The woman in the BMW was edging closer and closer toward the front of my car.

Columbus, lunch hour, Christmas shopping chaos. It was complete gridlock and this woman was holding up 6 cars behind her as she insisted on sneaking between my car and the one in front of me in order to turn into a parking lot that had another entrance 50 feet down the lane. I had no where to go and neither did the car in front of me because BMW Lady was creating a standstill.

I wanted to get mad at her. I really did. I wanted to roll down my window and tell her she was a crazy so-and-so. I wanted to give her the bird.

I wanted to, but then I remembered.

Just last week, I was tired. I was sapped of emotional and physical energy. I was on my way to record five podcast interviews and I desperately needed a large peppermint mocha to make that happen.

Our Uptown parking is tough. No way, no how was I going to find a spot anywhere near the coffee shop. I only needed one teeny tiny spot for like 4 minutes. I was desperate.

That’s when I got the brilliant idea to pull into a spot marked “Business Loading Zone.”

There were 3 of those spots in a row and I knew if I pulled way up, it would leave plenty of room in the off chance that a big delivery truck pulled up in the 4 minutes I was in the coffee shop.

Feeling a touch guilty and a teensy bit worried that I might get towed, I ran into the coffee shop. My gut sank when I saw the 5 people already waiting in line. This is not going to take 4 minutes.

I should’ve turned around right there and scrapped the whole idea, but I was beaten down. I needed a warm, sweet treat more than I needed air in that moment.

So I stuck it out and 15 minutes later walked back to my car.

I immediately looked at the windshield. No ticket. Thank you Jesus.

As my mittened hand took the handle of the car, I heard a gruff voice come up behind me.

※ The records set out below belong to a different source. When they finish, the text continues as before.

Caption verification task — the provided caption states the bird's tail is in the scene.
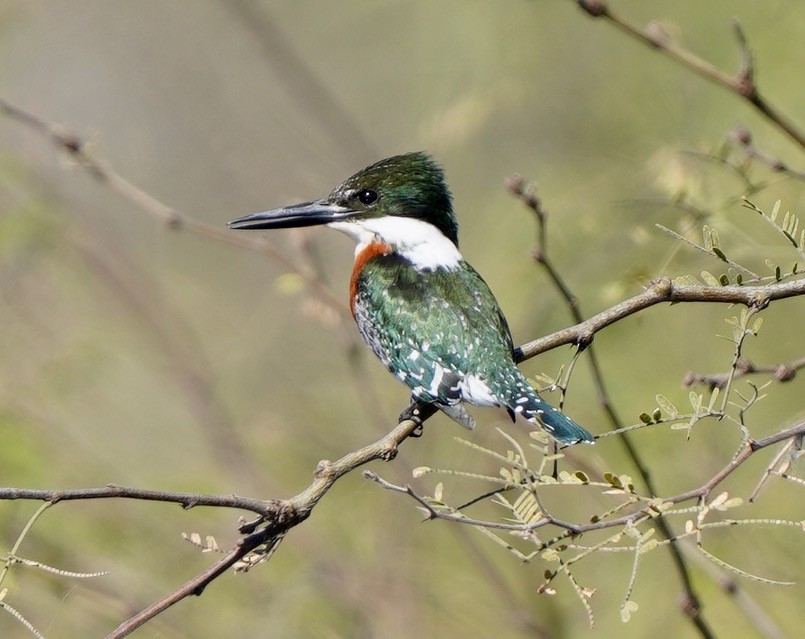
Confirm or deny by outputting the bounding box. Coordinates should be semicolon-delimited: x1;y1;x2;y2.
506;378;594;446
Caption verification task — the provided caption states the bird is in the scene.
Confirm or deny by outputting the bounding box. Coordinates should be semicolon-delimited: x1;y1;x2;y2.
228;152;594;445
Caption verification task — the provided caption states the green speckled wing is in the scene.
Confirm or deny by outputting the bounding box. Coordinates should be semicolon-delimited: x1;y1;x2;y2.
353;255;514;404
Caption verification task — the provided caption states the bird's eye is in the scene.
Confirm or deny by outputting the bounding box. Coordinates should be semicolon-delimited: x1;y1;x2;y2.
357;189;378;205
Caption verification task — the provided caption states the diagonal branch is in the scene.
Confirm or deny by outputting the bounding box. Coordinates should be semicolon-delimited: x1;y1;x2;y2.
517;276;805;360
573;2;805;150
0;97;348;318
103;413;425;639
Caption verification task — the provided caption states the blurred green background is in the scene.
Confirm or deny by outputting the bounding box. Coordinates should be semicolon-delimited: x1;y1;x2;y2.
1;1;803;638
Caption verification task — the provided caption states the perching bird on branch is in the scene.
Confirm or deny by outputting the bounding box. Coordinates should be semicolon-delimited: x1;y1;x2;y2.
229;152;593;445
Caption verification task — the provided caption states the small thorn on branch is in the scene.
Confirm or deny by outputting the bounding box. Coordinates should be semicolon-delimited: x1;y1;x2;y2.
164;211;184;231
505;174;543;217
773;364;796;382
729;125;804;179
576;0;608;19
645;21;671;48
313;460;334;479
732;20;756;98
684;356;803;390
54;130;84;154
679;591;703;620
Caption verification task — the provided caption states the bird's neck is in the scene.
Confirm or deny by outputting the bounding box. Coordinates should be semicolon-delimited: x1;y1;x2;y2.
349;241;393;319
329;215;462;271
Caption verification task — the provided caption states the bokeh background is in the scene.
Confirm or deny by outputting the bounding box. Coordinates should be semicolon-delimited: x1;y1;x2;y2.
1;1;803;638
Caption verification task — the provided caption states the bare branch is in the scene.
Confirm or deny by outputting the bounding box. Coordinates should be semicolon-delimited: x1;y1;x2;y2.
0;96;348;319
106;541;261;639
517;277;805;361
0;486;272;516
104;413;425;638
684;356;804;391
375;421;805;536
573;2;805;150
2;83;803;638
730;126;805;181
509;183;723;637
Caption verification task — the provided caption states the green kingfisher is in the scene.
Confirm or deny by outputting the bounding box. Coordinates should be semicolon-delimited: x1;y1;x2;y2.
228;153;593;445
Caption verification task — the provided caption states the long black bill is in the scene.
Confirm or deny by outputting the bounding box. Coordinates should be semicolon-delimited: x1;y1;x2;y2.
227;199;356;230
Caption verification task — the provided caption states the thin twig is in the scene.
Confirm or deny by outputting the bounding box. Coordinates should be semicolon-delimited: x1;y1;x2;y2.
684;356;804;391
508;179;717;635
224;0;378;165
573;2;805;150
104;413;425;638
0;96;348;318
681;543;788;639
729;126;805;181
370;421;805;536
0;486;272;515
517;276;805;361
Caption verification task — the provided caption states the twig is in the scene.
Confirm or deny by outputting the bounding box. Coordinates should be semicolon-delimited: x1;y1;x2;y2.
370;421;805;536
517;276;805;361
508;179;717;636
729;126;805;181
224;0;378;165
0;486;272;515
106;535;277;639
104;414;425;638
0;96;348;318
1;408;427;639
3;93;803;637
574;2;805;150
748;437;802;504
681;543;788;639
684;356;804;391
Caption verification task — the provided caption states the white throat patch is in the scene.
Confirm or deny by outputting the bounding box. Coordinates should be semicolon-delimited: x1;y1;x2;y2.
328;216;462;270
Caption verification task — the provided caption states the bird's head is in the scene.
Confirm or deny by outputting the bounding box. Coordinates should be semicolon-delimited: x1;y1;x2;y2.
228;152;459;247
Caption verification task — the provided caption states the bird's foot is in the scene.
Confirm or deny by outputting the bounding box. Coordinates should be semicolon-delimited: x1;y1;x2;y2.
398;400;437;437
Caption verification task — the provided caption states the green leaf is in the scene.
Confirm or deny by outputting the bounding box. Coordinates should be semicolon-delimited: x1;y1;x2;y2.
541;548;560;562
712;247;728;262
574;471;590;484
620;600;639;622
655;394;678;419
703;225;714;251
559;470;584;484
689;391;703;414
701;270;720;286
707;387;720;412
673;274;702;286
640;539;660;554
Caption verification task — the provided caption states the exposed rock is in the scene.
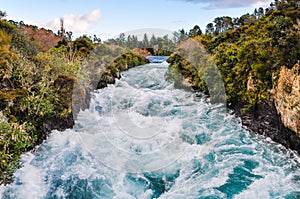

“Ma’am. Did you not see the big red sign attached to this meter?”

It was the parking attendant. She was trying very hard not to yell at me, but it wasn’t working, and I immediately felt like the size of a small lump of coal.

I had no good excuse. I was busted for arrogantly thinking my needs came above the needs of the rest of the community.

And I was on my way to record my kindness podcast. Ugh. How can I be so close to getting it right and so far at the same time?

I apologized to the parking attendant. We didn’t exactly leave as friends, but she didn’t give me a ticket.

The rest of the day, I felt like a terrible person. I had broken the rules and made someone very angry, and I can’t remember the last time I had done either of those things.

That’s what I was thinking as I sat behind the wheel a few days later, watching one woman in a BMW flirt with hitting my car and messing up loads of traffic around her.

Instead of feeling really angry at her like I thought I should, I felt compassion.

I wondered where her mind was… and how she slept last night… and if she has a group of girlfriends she can do life with.

I was in no position to judge. So instead I just wondered.

In light of my recent experiences, I thought it was sort of funny when I stumbled onto this week’s memory verse: “If you think you are too important to help someone, you are only fooling yourself. You are not that important.” Galatians 6:3 (NLT)

May God continue to remind me (and you, if you need it) that the main reason we must make an effort to always give grace to others is because we need it so often for ourselves.